Sally Kohn at The Huffington Post called the conference "the lion’s den" (quoting Pfeiffer), and wrote that the display made her "nauseous." But Kohn also got to the fundamental difference between the two conferences as well:
"[T]he juxtaposition of these two events is deeply revealing — suggesting that we on the left often have a hard time respectfully, even cheerfully disagreeing not only with our enemies but even our allies. Which may seem like a naïve point if your goal is to rattle the president's communications chief or Breitbart. But if your goal is to win over the everyday Americans who watch incidents like these unfold — and who are judging progressives not just on their ideas but their character — like it or not, when we think we may be getting in a cathartic shot or two at others, we're more likely shooting ourselves in the foot."
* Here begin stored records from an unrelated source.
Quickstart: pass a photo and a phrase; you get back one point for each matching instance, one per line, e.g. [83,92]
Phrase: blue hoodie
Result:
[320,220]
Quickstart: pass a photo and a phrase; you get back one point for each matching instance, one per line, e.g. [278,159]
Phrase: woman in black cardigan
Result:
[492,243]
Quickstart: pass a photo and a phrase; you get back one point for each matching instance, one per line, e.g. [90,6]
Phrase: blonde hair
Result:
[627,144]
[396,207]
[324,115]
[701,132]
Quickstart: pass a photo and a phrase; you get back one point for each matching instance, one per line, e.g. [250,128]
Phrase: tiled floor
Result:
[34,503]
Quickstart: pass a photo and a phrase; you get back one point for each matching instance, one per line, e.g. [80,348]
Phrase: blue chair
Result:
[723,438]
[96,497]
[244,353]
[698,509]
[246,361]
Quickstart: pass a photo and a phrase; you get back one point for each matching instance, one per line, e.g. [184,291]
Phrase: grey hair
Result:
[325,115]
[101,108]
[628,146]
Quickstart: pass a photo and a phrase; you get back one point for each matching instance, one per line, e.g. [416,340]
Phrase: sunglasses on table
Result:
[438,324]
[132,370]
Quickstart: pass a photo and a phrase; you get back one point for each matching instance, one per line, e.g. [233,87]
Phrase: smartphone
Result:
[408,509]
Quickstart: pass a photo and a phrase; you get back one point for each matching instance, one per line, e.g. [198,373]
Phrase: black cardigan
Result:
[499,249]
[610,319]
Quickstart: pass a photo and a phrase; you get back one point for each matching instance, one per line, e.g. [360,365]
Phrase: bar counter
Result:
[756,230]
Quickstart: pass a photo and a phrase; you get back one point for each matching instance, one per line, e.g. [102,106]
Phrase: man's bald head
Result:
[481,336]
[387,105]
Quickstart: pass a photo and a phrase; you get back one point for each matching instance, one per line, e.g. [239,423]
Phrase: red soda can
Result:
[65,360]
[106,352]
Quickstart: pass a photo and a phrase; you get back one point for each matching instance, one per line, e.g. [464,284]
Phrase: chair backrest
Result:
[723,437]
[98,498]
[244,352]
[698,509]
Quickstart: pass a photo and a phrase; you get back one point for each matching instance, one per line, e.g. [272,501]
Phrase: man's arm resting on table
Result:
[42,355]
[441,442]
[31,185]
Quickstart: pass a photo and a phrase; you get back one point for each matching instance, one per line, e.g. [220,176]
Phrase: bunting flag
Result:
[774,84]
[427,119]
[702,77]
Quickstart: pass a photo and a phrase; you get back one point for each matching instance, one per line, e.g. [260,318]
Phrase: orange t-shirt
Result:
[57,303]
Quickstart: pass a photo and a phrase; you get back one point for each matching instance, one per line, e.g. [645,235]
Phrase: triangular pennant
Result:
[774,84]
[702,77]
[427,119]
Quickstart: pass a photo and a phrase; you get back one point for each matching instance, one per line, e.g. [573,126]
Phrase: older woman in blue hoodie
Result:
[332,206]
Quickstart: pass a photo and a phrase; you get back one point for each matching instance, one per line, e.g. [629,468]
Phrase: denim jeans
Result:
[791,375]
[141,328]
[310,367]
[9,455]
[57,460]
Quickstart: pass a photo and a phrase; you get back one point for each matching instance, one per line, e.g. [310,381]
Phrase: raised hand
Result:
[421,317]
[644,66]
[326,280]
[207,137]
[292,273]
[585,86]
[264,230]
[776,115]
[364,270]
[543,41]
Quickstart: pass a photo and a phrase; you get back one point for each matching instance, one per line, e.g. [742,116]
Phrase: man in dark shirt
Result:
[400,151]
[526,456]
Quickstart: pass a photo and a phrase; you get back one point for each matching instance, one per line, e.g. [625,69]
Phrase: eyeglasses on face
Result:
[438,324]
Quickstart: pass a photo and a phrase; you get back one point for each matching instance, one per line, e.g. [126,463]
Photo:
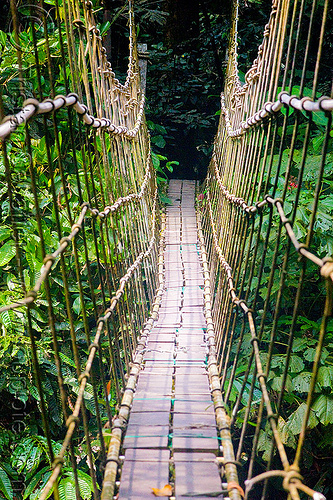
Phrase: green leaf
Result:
[325,376]
[77,305]
[5,485]
[34,482]
[295,420]
[36,494]
[5,232]
[296,364]
[323,408]
[7,252]
[301,383]
[67,489]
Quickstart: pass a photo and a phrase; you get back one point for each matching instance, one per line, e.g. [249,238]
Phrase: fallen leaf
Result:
[166,491]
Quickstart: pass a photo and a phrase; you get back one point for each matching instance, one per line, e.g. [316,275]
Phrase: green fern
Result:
[5,485]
Jon Henke, a libertarian analyst and consultant in Washington D.C., summed up the RightOnline conference:
"RightOnline continues to be a great mirror of the emerging grassroots activist class on the Right. The Tea Party activists aren't fading away. RightOnline 2011 indicates a movement growing smarter, broader and more effective."
Two conferences took place in Minneapolis this past weekend, representing movements that are heading in opposite directions. The Tea Party is gaining enthusiasm, maturing, and preparing to put an even larger and more organized effort into 2012. Progressives are heading off the rails.
Editor's Note: Edward Morrissey was an unpaid featured speaker at RightOnline.